Climate change, caused by carbon dioxide and other greenhouse gases humans have emitted, is expected to increase certain types of extreme weather, leading to more disasters, according to a report being assembled by the Intergovernmental Panel on Climate Change (IPCC).
"The report that was released by the IPCC on extreme events suggests that what we are seeing this year is not just an anomalous year, but a harbinger of things to come for at least a subset of the extreme events we are tallying,"said Jane Lubchenco, NOAA's administrator, during a press conference held here this week at the annual American Geophysical Union meeting.
A summary of the report released in November predicts an increase in certain types of extreme weather, including daily high temperatures, heat waves, heavy precipitation and droughts, in some places. [Photos of Devastating Texas Drought]
Costly disasters
With this increase in extreme weather there will likely be an associated uptick in costs. Earlier Wednesday (Dec. 7) the agency announced that this year, so far, had broken the record for costly, weather-related disasters,including drought, wildfire, tornados, flooding, a blizzard and a hurricane. She noted that the agency is still tallying costs related to Tropical Storm Lee and the unseasonable snowstorm in the Northeast that occurred over Halloween weekend.

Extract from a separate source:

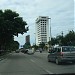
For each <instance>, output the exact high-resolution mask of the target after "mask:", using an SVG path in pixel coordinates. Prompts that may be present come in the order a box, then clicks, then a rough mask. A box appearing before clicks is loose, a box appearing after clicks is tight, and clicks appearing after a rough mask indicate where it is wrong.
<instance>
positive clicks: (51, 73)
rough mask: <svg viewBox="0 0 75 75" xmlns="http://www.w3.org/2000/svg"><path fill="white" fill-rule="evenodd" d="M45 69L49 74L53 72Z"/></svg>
mask: <svg viewBox="0 0 75 75" xmlns="http://www.w3.org/2000/svg"><path fill="white" fill-rule="evenodd" d="M45 71H46V72H47V73H49V74H54V73H52V72H51V71H49V70H47V69H45Z"/></svg>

"I believe there are probably four reasons why we are seeing an increase," said Lubchenco, referring to the number of costly events. "One is there are more extreme events, period, but it is more complicated than that," Lubchenco said, adding that the country now has more people, who have more stuff to lose in disasters, and more people and their stuff now reside in harm's way, such as along the coasts. More people also have insurance that pays for their losses, magnifying the costs associated with a disaster.
The previous record, for nine $1-billion-or-more weather-related disasters was set in 2008.
Climate-change connection
Of the types of extremes that battered the country this year, only certain large-scale phenomena among them —such as heat waves, droughts and heavy precipitation —have links to climate change.

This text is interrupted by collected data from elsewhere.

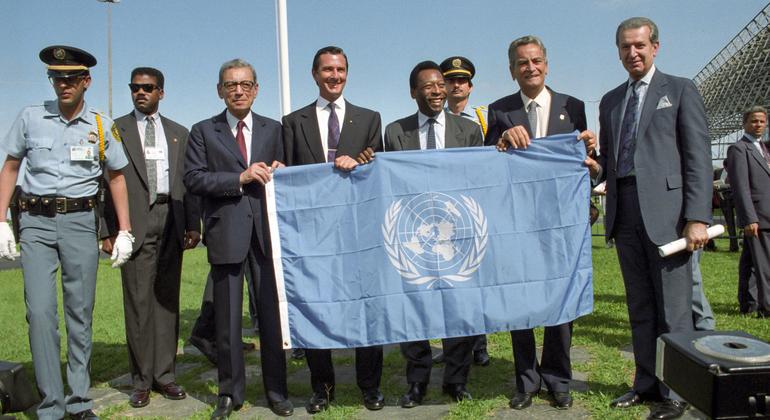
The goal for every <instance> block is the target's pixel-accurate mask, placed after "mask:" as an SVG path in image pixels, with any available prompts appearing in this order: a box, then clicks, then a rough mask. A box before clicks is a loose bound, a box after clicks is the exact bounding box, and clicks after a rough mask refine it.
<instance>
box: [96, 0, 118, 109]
mask: <svg viewBox="0 0 770 420" xmlns="http://www.w3.org/2000/svg"><path fill="white" fill-rule="evenodd" d="M97 1H99V2H101V3H120V0H97ZM107 101H108V103H109V105H108V106H109V114H110V118H112V7H111V5H110V4H107Z"/></svg>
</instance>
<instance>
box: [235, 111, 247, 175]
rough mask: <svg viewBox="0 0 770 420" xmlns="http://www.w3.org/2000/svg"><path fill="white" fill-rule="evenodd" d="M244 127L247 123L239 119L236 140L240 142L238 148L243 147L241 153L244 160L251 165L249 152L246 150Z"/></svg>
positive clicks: (242, 147) (241, 154) (236, 135)
mask: <svg viewBox="0 0 770 420" xmlns="http://www.w3.org/2000/svg"><path fill="white" fill-rule="evenodd" d="M243 127H246V123H245V122H243V121H238V134H236V135H235V141H236V142H237V143H238V148H239V149H241V155H242V156H243V160H244V162H246V166H249V153H248V152H247V151H246V138H245V137H244V136H243Z"/></svg>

"We are likely to see more and more of them down the road as climate continues to change," she said.
The connection between small-scale extreme events, such as a localized hailstorm or a tornado, and climate change is less understood, she said.
Since about 1970, NOAA's Climate Extreme Index —which tracks the percentage of the country affected by climate extremes over time —has shown an upward trend that is notably different than the activity in earlier decades, she told an audience of scientists at a talk earlier in the day.
This trend is driven by daily highs and lows, availability of water and heavy precipitation in a single day. Most notably, since 1970, more of the country is experiencing unusually warm nights, with less of the country experiencing unusually cool nights. This particular shift is significant, she said: "Warm overnight lows are related to heat stress in both people, and plants and animals; they never get a chance to cool off."
Likewise, while the country has had periods of severe drought, such as during the Dust Bowl of the 1930s, it has never become drier and wetter at the same time, as has happened in the last decade, she said.